Who’s Phil? I wondered. And how many kids are we talking about?
. . . and, she wrote, how “this Christmas, as you can imagine, is hardly an ideal time for one of Sam’s visits.”
“Ya think?!” I blurted out in the silent bedroom. I reread the caption on the photo. OUR HAPPY DAY—DECEMBER 4.
December 4?
Mom got married, like, three weeks ago and didn’t mention it? Isn’t getting married the kind of thing you tell the people you love? And what about Dad? He never said a word, either!
In that moment, I hated them both. With shaking hands I crushed the wedding picture and the card, dropped them to the floor and stood up quickly.
Bad move.
Suddenly dizzy, I slumped against Dad’s bedroom wall. My neck and face were burning hot, and my heart pounded in my chest, straining to pump enough blood to my head to catch up with my feelings. The few times I’ve passed out at school, everybody made such a big deal about it, but that’s just the way my body works.
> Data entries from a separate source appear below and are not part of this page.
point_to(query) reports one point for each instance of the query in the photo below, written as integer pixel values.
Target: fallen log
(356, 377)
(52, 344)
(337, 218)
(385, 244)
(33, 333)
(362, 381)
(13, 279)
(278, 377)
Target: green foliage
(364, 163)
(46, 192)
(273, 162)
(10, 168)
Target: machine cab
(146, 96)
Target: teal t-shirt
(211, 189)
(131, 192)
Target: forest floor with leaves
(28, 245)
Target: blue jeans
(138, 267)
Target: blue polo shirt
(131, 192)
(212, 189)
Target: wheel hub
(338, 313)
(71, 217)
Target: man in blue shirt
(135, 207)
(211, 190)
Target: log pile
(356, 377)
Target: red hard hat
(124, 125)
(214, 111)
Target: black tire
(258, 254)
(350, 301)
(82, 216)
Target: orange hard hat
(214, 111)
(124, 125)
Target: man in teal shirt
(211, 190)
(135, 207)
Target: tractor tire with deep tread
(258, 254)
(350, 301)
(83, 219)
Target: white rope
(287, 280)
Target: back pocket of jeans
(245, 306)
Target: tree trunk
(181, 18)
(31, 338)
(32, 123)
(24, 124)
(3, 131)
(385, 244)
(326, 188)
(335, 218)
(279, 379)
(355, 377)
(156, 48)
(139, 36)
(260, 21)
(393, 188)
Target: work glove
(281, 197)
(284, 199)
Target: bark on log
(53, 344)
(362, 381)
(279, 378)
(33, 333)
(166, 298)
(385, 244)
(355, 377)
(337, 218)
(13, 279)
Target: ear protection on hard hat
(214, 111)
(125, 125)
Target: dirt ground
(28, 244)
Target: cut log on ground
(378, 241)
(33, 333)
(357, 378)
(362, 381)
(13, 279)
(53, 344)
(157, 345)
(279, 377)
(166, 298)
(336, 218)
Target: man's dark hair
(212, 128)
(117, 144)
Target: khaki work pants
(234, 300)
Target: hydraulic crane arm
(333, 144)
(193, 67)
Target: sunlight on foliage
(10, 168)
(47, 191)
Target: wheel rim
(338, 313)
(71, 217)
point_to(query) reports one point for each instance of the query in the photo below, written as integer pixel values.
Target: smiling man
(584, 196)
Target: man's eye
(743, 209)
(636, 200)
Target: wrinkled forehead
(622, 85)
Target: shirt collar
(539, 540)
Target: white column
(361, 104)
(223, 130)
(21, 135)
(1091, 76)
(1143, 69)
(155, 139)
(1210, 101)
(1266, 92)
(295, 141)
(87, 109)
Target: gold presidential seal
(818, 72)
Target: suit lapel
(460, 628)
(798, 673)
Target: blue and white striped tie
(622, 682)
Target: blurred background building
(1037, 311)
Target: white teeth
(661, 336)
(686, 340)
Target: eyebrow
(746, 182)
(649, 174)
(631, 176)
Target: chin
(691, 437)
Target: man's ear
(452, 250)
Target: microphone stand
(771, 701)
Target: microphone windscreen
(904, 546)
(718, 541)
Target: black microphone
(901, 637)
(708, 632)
I don’t remember leaving the house. I don’t remember running through the snow-covered streets. I don’t remember anything before that first chunk of asphalt exploded that first window.
• • •
Crash!
And now I’m up to window #4. If life were fair, I’d get some sort of medal for hitting four targets in a row. Maybe I should be a pitcher, I think for one moment. Or maybe a quarterback. But small, scrawny kids with spare hearts don’t get to be pitchers or quarterbacks. They don’t get to have dreams.